What’s more, “retail sentiment and stocks could recover into Thursday’s comp report,” as the final weekend in May generated a healthy sales boost for retailers, which helped to accelerate June trends.
Like last year, May was characterized by a “surge of warm weather during the last 10 days” of the month, which will likely provide a “boost” to sales at month’s end,” said Citi’s broadlines analyst Deb Weinswig.
Sales in Weinswig’s coverage universe are largely “on plan” for retailers like BJ’s Wholesale Corp., expected to report “above” its estimates of up between 5 percent and 7 percent. Nordstrom Inc. anticipates a positive 4 percent to 6 percent comp but is anticipated to come in “lower than plan,” she said.
Despite comp “misses,” earnings projections will remain stable, said Brean Murray, Carret & Co. specialty retail analyst Eric Beder. He characterized the expectations of many investors for a stronger turnaround by teen retailers during the now-concluded first quarter as unrealistic and noted that, while May is a “somewhat unimportant” month for the sector, opportunities for positive surprises might be limited.
“Why is virtually every trick in the retailers’ book, besides lower pricing, not working? The answer lies in the economics,” he noted. “Even with two quarters of positive GDP [gross domestic product], the teen and the 16- to 24-year-old customer remain in material economic pain. We see limited upside in the near term.”
But economic pain is universal, said Kurt Salmon’s Long, who added that in order for the current environment to stabilize there must be improvements in employment and housing.
Until then, expect “continued volatility,” he said. “Retailers will be taking a cautious view of the fall,” and will remain “wary of making any big bets.”
Investors took a similar approach to equities Tuesday as a late-day sell-off pushed the S&P Retail Index down 1.4 percent, or 6.17 points, to 437.28 Monday. The Dow Jones Industrial Average flirted with going below 10,000, retreating 1.1 percent, or 112.61 points, to 10,024.02.

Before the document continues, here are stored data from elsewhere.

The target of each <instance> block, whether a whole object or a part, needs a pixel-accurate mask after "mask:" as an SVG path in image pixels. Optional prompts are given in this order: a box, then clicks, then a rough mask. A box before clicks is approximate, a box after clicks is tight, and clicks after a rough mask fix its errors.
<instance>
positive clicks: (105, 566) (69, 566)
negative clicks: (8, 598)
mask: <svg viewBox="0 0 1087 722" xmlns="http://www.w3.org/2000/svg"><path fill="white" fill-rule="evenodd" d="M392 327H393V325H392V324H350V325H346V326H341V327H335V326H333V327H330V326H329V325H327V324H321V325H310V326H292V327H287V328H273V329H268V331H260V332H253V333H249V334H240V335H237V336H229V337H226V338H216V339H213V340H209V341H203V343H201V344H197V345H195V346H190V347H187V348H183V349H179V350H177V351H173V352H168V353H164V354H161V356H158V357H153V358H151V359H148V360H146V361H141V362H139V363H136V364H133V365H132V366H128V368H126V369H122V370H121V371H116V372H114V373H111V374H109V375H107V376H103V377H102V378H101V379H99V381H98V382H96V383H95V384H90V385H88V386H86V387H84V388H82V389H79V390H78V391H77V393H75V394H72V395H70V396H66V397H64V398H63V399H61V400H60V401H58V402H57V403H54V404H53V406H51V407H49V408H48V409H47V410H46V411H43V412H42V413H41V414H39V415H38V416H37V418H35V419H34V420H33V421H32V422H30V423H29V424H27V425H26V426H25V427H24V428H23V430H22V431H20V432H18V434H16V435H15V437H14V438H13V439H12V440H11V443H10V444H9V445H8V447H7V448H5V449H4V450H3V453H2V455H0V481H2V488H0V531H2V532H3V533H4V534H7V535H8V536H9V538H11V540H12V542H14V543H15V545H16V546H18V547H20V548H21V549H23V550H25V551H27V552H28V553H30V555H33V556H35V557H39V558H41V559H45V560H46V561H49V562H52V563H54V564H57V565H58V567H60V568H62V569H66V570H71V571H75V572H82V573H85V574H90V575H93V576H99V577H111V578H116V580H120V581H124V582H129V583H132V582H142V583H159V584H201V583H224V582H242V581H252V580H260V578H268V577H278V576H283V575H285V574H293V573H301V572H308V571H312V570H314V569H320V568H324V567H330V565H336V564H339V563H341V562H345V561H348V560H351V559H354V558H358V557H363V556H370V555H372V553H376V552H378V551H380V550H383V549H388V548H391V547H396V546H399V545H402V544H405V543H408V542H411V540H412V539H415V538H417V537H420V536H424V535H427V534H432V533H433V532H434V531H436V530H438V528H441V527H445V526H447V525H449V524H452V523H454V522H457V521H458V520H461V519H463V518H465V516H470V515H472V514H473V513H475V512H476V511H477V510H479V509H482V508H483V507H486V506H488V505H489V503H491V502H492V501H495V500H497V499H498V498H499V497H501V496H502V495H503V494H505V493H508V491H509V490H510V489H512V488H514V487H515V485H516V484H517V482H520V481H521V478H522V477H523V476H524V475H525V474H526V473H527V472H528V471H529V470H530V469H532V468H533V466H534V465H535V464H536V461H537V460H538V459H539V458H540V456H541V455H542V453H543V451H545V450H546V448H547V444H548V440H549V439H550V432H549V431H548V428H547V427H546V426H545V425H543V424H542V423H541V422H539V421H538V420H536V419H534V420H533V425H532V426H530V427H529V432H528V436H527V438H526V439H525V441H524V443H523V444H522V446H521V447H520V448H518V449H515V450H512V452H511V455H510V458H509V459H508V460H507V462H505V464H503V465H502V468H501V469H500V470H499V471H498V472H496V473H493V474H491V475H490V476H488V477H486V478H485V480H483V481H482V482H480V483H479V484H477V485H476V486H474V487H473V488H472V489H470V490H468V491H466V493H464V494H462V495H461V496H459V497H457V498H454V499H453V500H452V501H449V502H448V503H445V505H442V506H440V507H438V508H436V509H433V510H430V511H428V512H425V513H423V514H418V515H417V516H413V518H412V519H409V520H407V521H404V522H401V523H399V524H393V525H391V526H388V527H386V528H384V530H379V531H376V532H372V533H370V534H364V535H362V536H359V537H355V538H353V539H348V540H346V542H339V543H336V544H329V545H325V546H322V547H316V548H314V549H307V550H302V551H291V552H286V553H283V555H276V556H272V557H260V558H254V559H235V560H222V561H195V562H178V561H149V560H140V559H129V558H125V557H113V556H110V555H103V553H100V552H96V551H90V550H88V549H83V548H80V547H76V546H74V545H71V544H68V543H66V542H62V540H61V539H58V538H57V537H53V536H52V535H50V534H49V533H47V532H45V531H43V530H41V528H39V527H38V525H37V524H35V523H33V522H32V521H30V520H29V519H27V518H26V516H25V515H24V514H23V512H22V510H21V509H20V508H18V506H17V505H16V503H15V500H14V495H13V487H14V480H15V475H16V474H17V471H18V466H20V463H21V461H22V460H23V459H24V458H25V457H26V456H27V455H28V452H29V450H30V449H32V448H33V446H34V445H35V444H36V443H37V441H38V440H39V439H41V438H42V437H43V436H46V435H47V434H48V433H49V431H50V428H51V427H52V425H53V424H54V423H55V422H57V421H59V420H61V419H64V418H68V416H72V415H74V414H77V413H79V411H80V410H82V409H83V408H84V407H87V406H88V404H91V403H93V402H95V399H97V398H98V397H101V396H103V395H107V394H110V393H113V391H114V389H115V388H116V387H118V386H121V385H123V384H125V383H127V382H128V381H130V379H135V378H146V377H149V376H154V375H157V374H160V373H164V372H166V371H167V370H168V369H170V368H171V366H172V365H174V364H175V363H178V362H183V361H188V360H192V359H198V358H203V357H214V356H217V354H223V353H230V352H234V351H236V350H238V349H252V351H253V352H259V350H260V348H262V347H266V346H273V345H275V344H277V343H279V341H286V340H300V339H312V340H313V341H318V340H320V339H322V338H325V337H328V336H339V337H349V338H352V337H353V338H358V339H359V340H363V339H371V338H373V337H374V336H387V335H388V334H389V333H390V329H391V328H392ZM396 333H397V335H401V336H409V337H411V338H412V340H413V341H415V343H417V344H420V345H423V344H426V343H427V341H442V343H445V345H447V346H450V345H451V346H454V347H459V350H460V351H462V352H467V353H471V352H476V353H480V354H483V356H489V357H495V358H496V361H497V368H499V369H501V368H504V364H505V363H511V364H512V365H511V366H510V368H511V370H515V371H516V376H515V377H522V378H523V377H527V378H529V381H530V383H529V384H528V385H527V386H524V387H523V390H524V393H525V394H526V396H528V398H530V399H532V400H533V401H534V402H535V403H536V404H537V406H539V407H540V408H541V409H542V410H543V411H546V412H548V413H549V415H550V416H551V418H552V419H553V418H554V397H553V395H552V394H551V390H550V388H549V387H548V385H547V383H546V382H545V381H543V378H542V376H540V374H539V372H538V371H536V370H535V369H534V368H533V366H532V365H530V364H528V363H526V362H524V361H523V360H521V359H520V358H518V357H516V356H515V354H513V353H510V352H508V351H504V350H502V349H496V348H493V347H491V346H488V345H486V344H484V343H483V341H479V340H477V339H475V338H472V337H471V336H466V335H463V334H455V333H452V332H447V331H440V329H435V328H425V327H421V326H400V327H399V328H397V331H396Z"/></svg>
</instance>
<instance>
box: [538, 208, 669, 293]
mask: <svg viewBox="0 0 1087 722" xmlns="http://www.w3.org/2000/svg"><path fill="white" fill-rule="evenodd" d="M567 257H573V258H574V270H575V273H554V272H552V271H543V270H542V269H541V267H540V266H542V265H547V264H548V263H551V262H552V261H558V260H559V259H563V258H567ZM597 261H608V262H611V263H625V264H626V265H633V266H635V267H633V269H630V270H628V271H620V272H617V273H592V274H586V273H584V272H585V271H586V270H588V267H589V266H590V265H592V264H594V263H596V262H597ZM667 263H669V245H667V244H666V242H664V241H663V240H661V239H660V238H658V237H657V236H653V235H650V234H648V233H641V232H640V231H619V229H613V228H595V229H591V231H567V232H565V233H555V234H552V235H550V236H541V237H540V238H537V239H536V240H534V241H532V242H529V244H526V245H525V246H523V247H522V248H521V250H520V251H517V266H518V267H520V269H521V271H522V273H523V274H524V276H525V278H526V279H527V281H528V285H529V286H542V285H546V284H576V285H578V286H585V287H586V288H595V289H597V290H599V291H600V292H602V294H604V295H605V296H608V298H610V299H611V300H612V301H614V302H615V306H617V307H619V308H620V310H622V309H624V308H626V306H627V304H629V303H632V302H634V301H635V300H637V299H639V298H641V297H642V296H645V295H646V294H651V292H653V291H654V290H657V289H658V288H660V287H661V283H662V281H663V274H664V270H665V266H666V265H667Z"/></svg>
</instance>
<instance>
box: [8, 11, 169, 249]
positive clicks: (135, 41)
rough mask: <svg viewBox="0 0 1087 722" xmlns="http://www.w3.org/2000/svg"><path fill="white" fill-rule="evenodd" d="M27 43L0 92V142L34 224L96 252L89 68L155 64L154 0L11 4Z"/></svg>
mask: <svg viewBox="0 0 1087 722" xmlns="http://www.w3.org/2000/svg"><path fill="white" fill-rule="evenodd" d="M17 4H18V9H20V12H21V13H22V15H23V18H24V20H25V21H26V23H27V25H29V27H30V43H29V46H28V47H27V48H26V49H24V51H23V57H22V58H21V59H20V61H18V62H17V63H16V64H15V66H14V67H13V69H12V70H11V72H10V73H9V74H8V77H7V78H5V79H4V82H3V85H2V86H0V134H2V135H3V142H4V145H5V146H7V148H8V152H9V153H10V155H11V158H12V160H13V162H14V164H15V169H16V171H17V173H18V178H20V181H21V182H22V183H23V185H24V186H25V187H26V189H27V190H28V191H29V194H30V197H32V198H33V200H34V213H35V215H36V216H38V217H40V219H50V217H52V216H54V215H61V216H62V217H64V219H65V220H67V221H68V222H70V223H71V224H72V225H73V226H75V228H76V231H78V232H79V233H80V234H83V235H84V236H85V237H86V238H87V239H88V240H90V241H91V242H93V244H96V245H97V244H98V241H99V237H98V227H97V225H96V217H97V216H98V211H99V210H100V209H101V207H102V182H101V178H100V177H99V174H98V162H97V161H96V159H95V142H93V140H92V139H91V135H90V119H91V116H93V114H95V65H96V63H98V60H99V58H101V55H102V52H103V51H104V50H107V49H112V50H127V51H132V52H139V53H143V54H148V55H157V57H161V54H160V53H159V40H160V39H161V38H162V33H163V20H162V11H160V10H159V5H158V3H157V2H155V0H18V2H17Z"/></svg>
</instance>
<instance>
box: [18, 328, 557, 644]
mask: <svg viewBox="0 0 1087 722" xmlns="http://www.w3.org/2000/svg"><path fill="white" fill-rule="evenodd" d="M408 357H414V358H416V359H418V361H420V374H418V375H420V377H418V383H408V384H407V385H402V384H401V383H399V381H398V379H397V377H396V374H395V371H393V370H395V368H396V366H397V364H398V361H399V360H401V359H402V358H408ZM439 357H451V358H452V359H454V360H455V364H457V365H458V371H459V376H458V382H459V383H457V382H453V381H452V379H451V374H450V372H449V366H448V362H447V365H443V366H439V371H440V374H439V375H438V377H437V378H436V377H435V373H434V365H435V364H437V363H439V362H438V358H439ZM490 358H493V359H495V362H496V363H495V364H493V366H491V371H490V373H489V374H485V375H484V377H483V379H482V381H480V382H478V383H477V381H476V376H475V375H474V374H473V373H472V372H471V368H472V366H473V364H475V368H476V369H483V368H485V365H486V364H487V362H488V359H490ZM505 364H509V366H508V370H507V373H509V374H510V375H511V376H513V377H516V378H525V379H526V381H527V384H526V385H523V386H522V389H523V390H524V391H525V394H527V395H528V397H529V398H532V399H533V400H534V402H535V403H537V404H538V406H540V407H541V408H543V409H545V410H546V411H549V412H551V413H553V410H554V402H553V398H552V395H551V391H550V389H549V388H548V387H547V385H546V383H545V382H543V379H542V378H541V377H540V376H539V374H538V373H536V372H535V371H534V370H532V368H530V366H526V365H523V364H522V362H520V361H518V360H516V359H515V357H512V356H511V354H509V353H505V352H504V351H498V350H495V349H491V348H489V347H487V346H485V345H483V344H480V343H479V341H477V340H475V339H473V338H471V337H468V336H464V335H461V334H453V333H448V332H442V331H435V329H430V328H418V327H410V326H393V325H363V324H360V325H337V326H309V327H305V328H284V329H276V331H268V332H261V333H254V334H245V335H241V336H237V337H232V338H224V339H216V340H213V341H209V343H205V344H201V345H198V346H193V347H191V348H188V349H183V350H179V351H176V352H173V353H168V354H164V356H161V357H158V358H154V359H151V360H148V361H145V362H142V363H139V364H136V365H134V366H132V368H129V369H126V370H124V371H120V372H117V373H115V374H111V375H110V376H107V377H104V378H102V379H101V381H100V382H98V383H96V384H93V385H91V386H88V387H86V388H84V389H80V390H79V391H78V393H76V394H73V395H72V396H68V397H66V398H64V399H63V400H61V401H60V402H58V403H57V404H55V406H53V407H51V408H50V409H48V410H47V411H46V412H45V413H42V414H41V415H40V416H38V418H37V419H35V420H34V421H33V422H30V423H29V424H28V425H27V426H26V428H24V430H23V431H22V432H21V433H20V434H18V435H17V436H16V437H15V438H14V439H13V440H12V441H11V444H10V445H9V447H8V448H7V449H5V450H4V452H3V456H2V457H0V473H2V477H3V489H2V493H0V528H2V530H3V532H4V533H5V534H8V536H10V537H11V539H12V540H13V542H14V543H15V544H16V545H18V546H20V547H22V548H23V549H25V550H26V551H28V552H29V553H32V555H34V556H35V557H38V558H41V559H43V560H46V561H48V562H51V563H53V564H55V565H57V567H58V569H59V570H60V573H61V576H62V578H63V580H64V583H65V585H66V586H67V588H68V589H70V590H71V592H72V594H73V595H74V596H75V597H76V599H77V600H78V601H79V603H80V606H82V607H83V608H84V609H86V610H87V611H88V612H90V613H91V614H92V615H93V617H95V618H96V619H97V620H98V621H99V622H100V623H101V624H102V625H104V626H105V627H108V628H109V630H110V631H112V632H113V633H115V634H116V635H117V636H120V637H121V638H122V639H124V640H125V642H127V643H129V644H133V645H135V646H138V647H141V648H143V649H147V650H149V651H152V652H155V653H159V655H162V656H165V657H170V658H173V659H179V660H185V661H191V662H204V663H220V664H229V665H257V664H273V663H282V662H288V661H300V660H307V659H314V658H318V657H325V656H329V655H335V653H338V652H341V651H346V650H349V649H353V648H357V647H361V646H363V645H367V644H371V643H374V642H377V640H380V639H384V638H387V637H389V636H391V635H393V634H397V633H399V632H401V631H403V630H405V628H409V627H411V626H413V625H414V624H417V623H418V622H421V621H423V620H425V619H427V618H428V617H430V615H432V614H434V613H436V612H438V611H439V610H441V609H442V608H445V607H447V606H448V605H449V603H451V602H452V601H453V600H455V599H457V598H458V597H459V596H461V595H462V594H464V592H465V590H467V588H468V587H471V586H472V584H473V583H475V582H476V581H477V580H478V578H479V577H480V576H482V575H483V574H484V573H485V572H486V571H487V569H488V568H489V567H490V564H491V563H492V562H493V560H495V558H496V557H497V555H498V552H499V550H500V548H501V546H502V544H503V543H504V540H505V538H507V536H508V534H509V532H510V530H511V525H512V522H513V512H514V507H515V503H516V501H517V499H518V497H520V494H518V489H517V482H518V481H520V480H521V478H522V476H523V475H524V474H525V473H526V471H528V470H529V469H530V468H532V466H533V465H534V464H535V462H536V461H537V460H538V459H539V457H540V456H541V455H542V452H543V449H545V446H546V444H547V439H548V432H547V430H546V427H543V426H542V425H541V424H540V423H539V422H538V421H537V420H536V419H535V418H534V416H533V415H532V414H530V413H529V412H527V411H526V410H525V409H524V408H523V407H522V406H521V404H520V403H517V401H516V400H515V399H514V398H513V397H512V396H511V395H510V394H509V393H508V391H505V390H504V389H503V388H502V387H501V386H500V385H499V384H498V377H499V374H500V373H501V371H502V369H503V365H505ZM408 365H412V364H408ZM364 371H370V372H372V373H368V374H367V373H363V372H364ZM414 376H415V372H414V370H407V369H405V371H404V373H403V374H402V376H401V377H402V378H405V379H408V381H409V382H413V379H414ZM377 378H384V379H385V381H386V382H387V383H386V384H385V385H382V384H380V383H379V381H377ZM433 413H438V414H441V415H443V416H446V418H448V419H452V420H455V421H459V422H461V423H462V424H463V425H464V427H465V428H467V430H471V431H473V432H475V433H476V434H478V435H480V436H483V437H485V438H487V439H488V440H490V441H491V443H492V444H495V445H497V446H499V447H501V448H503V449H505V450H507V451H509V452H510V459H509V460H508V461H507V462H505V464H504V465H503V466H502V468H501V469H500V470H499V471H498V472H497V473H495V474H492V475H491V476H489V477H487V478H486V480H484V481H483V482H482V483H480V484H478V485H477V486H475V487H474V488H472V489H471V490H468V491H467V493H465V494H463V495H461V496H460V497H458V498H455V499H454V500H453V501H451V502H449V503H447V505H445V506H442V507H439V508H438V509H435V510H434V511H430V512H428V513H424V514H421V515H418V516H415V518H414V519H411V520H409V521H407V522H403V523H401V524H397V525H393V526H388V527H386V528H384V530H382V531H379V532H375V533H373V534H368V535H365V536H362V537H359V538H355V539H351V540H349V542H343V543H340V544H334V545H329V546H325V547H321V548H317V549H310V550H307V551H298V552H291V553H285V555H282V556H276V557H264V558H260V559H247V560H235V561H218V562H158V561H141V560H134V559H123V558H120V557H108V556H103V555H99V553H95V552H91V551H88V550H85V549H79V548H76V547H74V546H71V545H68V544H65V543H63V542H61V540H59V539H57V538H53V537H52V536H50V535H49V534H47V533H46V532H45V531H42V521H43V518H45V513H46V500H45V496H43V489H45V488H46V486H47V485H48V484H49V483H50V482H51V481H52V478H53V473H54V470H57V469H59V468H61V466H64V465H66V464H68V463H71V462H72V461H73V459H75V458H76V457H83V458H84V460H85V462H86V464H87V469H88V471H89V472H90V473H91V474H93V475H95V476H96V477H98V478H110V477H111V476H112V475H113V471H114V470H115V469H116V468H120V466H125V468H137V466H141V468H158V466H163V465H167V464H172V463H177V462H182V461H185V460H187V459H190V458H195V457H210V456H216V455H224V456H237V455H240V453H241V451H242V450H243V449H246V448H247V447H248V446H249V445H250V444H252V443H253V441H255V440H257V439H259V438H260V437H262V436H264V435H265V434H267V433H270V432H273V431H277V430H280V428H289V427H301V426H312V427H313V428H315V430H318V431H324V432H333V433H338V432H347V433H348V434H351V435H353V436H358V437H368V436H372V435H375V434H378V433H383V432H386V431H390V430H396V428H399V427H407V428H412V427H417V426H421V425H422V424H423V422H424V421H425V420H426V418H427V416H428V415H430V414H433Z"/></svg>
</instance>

Markets remained volatile as the Gulf of Mexico oil spill continued to worsen and investors tried to make up their minds on the U.S. recovery and the European debt crisis. The Dow hit as high as 10,218.33 before shedding about 100 points in the final half-hour of trading.
Shares of Macy’s Inc. slipped 1.5 percent to $21.88 despite an upgrade from Morgan Stanley analyst Michelle Clark, who shifted her view on the stock to “overweight” from “equal-weight.”
Concerns over May sales have pressured the stock, but Clark said those worries were unfounded and that Macy’s market share gains would continue with the help of its localization initiative and its centralized structure.
European traders pushed the DAX ahead 0.3 percent to 5,981.27 in Frankfurt, but the CAC 40 dipped 0.1 percent to 3,503.08 in Paris and the FTSE 100 declined 0.6 percent to 5,159.33.
Asian markets were down with the Hang Seng Index falling 1.4 percent to 19,496.95 in Hong Kong and the Nikkei 225 slipping 0.6 percent to 9,711.83 in Tokyo.